Dia mengatakan seharusnya sebelum dilakukan penerapan program tersebut pihak UI melakukan sosialisasi kepada masyarakat dan jajaran lainnya sehingga tidak terjadi gesekan seperti yang terjadi saat ini.

Nano menambahkan pihak UI sudah membuatkan jalan alternatif akan tetapi jalan tersebut masih kekurangan salah satunya masalah separtor di tengah jalan dan minimnya penerangan jalan umum.

Di lokasi sama Ketua Lembaga Pemberdaayaan Masyarakat Kelurahan Pondokcina Munir H Mukri menambahkan pertemuan antara LPM dengan rektorat UI sebagai langkah mencari jalan keluar yang terbaik antara pihak UI dan masyarakat.

Dia mengatakan di wilayah Kukusan infonya dibuatkan jalan baru namun dari arah Pondokcina tidak ada.

“Dari wilayah Kukusan sudah dibuatkan jalan alternatif, lah kenapa di wilayah engak dibuatkan juga,” katanya.

Diharapkan pertemuan antara pengurus LPM dengan pihak rektorat UI bisa menghasilkan kesepakatan yang terbaik tidak merugikan UI dan masyarakat juga.

Ketua RT 02/02 Kelurahan Kemirimuka, Kecamatan Beji Doni Fajar kepada wartawan pada Selasa (16/7) mengatakan warga akan tetap menolak penerapan prabayar parkir UI.

“Kami tidak setuju jika ada pola penerapan prabayar parkir masuk UI,” katanya.

Dia juga menuding UI yang mengimbau warga melintasi Bycicle Outer Ring Road Utara hingga Selatan.

Jalur BORR sama saja meminggirkan warga dengan UI ditambah jalur BORR dinilai tidak layak akan sarana dan bisa menimbulkan tindak kriminal.

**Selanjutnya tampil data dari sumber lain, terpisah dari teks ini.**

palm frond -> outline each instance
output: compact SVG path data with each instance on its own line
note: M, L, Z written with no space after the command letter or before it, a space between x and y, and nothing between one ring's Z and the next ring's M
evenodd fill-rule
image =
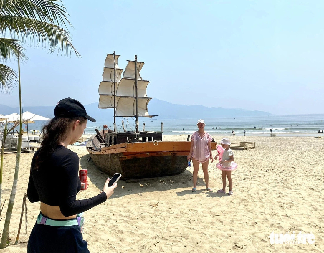
M56 50L66 56L74 52L81 56L72 45L70 34L63 28L53 24L29 18L6 16L0 17L0 34L6 31L16 35L23 42L43 48L48 47L52 53Z
M24 60L27 58L24 54L25 49L20 45L20 40L11 38L0 38L0 60L6 62L18 55Z
M5 94L10 93L18 80L17 74L14 70L0 64L0 91Z
M72 27L63 3L58 0L1 0L0 15L25 17Z

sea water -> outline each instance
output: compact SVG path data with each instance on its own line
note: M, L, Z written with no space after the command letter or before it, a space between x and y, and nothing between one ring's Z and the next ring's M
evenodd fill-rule
M191 134L198 130L197 119L163 119L156 117L157 120L149 118L140 117L139 130L143 129L143 123L145 123L145 130L160 132L161 123L164 122L163 132L166 135ZM123 131L121 117L116 118L116 124L119 131ZM95 129L102 129L104 125L113 129L111 120L104 121L96 119L97 122L88 121L85 133L92 134L96 133ZM249 117L214 118L203 119L205 121L205 130L212 136L230 136L232 130L236 135L269 136L270 128L272 133L279 136L321 136L324 133L318 133L319 130L324 130L324 114L291 115L272 115ZM34 130L40 130L46 121L36 121L28 125L29 134ZM124 119L124 125L127 131L135 130L135 118ZM23 127L24 128L25 124ZM254 128L254 127L255 128Z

“Jalur BOOR kami nilai kurang layak kalau malam gelap kagak ada penerangan jalan,” katanya.

Ujicoba penerapan parkir berbayar di lingkungan Kampus Universitas Indonesia menyebabkan kemacetan panjang hingga dua kilometer.

Pantauan di pintu masuk dari Beji Timur antrian kendaraan roda dua sudah terlihat di Jalan Baiturahman hingga ke arah pintu masuk Politeknik Jakarta.

“Lah biasanya engak macet seperti ini, ini karena ada ujicoba tiket masuk UI,” kata salah satu warga Beji Timur Inawati.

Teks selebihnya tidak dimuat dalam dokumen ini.